Il s'imaginait que nous mourions comme tous les autres animaux, et que nous n'avions d'autre maladie que de la faiblesse et de la pesanteur un moment avant que de mourir, à moins que nous n'eussions été blessés par quelque accident. Je fus donc obligé de lui expliquer la nature et la cause de nos diverses maladies. Je lui dis que nous mangions sans avoir faim, que nous buvions sans avoir soif; que nous passions les nuits à avaler des liqueurs brûlantes sans manger un seul morceau, ce qui enflammait nos entrailles, ruinait notre estomac et répandait dans tous nos membres une faiblesse et une langueur mortelles; enfin, que je ne finirais point si je voulais lui exposer toutes les maladies auxquelles nous étions sujets; qu'il y en avait au moins cinq ou six cents par rapport à chaque membre, et que chaque partie, soit interne, soit externe, en avait une infinité qui lui étaient propres.

«Pour guérir tous ces maux, ajoutai-je, nous avons des yahous qui se consacrent uniquement à l'étude du corps humain, et qui prétendent, par des remèdes efficaces, extirper nos maladies, lutter contre la nature même et prolonger nos vies.» Comme j'étais du métier, j'expliquai avec plaisir à Son Honneur la méthode de nos médecins et tous nos mystères de médecine. «Il faut supposer d'abord, lui dis-je, que toutes nos maladies viennent de réplétion, d'où nos médecins concluent sensément que l'évacuation est nécessaire, soit par en haut soit par en bas. Pour cela, ils font un choix d'herbes, de minéraux, de gommes, d'huiles, d'écailles, de sels, d'excréments, d'écorces d'arbres, de serpents, de crapauds, de grenouilles, d'araignées, de poissons, et de tout cela ils nous composent une liqueur d'une odeur et d'un goût abominables, qui soulève le coeur, qui fait horreur, qui révolte tous les sens.
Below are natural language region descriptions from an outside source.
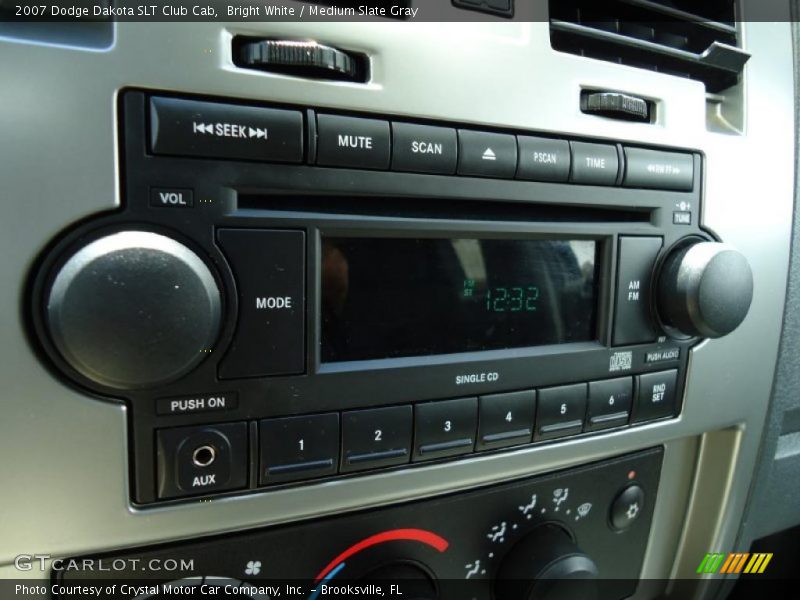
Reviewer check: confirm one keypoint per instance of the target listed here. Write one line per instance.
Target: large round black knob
(133, 309)
(704, 289)
(546, 565)
(413, 582)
C'est cette liqueur que nos médecins nous ordonnent de boire. Tantôt ils tirent de leur magasin d'autres drogues, qu'ils nous font prendre: c'est alors ou une médecine qui purge les entrailles et cause d'effroyables tranchées, ou bien un remède qui lave et relâche les intestins. Nous avons d'autres maladies qui n'ont rien de réel que leur idée. Ceux qui sont attaqués de cette sorte de mal s'appellent malades imaginaires. Il y a aussi pour les guérir des remèdes imaginaires; mais souvent nos médecins donnent ces remèdes pour les maladies réelles. En général, les fortes maladies d'imagination attaquent nos femelles; mais nous connaissons certains spécifiques naturels pour les guérir sans douleur.»
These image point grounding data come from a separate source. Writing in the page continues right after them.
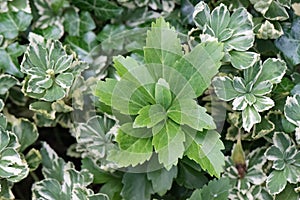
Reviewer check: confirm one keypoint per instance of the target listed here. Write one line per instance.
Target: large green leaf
(205, 149)
(136, 186)
(11, 23)
(76, 24)
(292, 109)
(149, 116)
(92, 138)
(162, 179)
(199, 66)
(168, 141)
(188, 112)
(223, 87)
Un jour, mon maître me fit un compliment que je ne méritais pas. Comme je lui parlais des gens de qualité d'Angleterre, il me dit qu'il croyait que j'étais gentilhomme, parce que j'étais beaucoup plus propre et bien mieux fait que tous les yahous de son pays, quoique je leur fusse fort inférieur pour la force et pour l'agilité; que cela venait sans doute de ma différente manière de vivre et de ce que je n'avais pas seulement la faculté de parler, mais que j'avais encore quelques commencements de raison qui pourraient se perfectionner dans la suite par le commerce que j'aurais avec lui.
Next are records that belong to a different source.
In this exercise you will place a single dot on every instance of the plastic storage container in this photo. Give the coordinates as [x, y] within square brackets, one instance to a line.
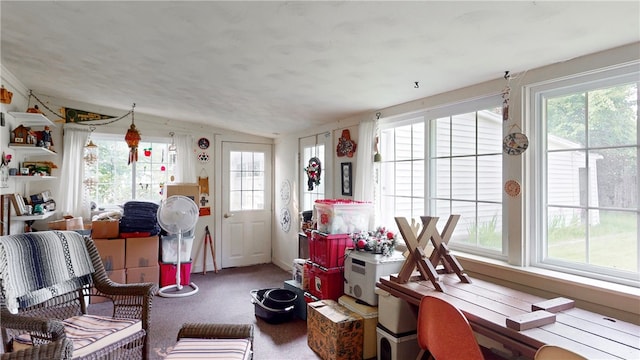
[326, 283]
[328, 249]
[343, 216]
[396, 347]
[170, 247]
[168, 273]
[395, 314]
Il me fit observer en même temps que, parmi les Houyhnhnms, on remarquait que les blancs et les alezans bruns n'étaient pas si bien faits que les bais châtains, les gris-pommelés et les noirs; que ceux-là ne naissaient pas avec les mêmes talents et les mêmes dispositions que ceux-ci; que pour cela ils restaient toute leur vie dans l'état de servitude qui leur convenait, et qu'aucun d'eux ne songeait à sortir de ce rang pour s'élever à celui de maître, ce qui paraîtrait dans le pays une chose énorme et monstrueuse. «Il faut, disait-il, rester dans l'état où la nature nous a fait éclore; c'est l'offenser, c'est se révolter contre elle que de vouloir sortir du rang dans lequel elle nous a donné d'être. Pour vous, ajouta-t-il, vous êtes sans doute né ce que vous êtes; car vous tenez du Ciel votre esprit et votre noblesse, c'est-à-dire votre bon esprit et votre bon naturel.»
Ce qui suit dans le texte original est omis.